Of course the helicopter would have crashed.

And at that moment, having my remains flung hither and thither around the countryside seemed preferable to the humiliation which I suffered.

But you remember those fabulous SATB sinner-saints of Our Savior I mentioned earlier?  Well, not only are they so skilled that they might unknowingly start an Anglican chant revival, they are also wonderfully understanding, kind, and above all, forgiving.

So, the next Wednesday night, when my children were home, safe from reproof, and I broke the silence of the Lord’s Supper with a garishly loud open fifth on 16-foot reeds I couldn’t decide whether it was better to have their forgiveness applied towards my failure as a parent, or on organist.


Look What I Uncovered

10 Mar

My plan today was to grab and album, scan a picture, type a few quirky descriptions, and call it a blog.  That was before my random pick turned out to be this photo:

Okay, I can’t help myself, here are a few quirky descriptions:  My shirt?  Velour.  My sister?  Cute.  Me?  Not so much, but a little tanner than I knew my body was capable of being.

This picture was taken on a family vacation to Denver where we stumbled upon this rhinoceros fossil that was found in, yes, squint to read it folks, none other than Ainsworth, Nebraska.

I vaguely remember being told by my parents that it was discovered very near our house, in fact I know the exact spot just north of home from which I imagined it’s excavation took place.  And yet, this was something that I don’t remember ever being talked about in school, or in town history.

After a few, very brief google searches, I have determined that this was discovered by resident and paleontologist Morris Skinner.  The name is completely familiar, but I might just be confusing it with Skinner’s Motor Court – the only thing in Ainsworth I can think of that bare’s the name.

So what’s the story?  If you know, tell me.  In the mean time I plan to put on my straw fedora and do a little digging of my own.  This could be the new Baby Goo-Goo mystery of the year.


Not the Eddie Murphy version

9 Mar

We have a new obsession at our house. It’s The Voyages of Doctor Dolittle by Hugh Lofting.

Oh, what joy the digital pages of that free download are bringing my boys. I’m telling you – public domain books are where it’s at.

Not only is it a charming little read with fanciful ideas and interesting characters – reading it via Kindle for iPad (if you want to get specific) is super super fun. Yep. You read that right. Super. Super. Fun.

See, the book is packed full of all sorts of geographical and zoological references. Some real. Some less than so. For instance, when the Purple Bird of Paradise flew over the Azores we could immediately Google both. Azores: real. Purple Bird of Paradise: less than so. Photographs of the beautiful localle now flood our mind while images of a swooping feathery wonder flood our mind’s eye.

Another tidbit learned whilst researching: The Fidgit Fish is a creation of Hugh Lofting, whereas the little guy’s most frightful nemesis, the Dogfish, is a creation of God (read: REAL).
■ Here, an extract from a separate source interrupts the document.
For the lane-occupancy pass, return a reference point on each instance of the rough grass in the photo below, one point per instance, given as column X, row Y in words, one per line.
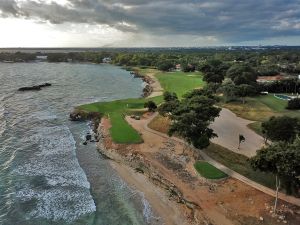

Imagine how hungry the Dogfish has been all these years searching for his make-believe snack!

My suggestion is this: Get yourself a Kindle (advertisement endorsment, please), or an iPhone (pretty please), or an iPad (Apple, do you hear me?), or a really relevant set of Encyclopedias that follow you around as you read, and sit down with this classic. Its fusion of fact and fantasy is fascinating. Find the stuff at your fingertips and Flash! – fiction fun.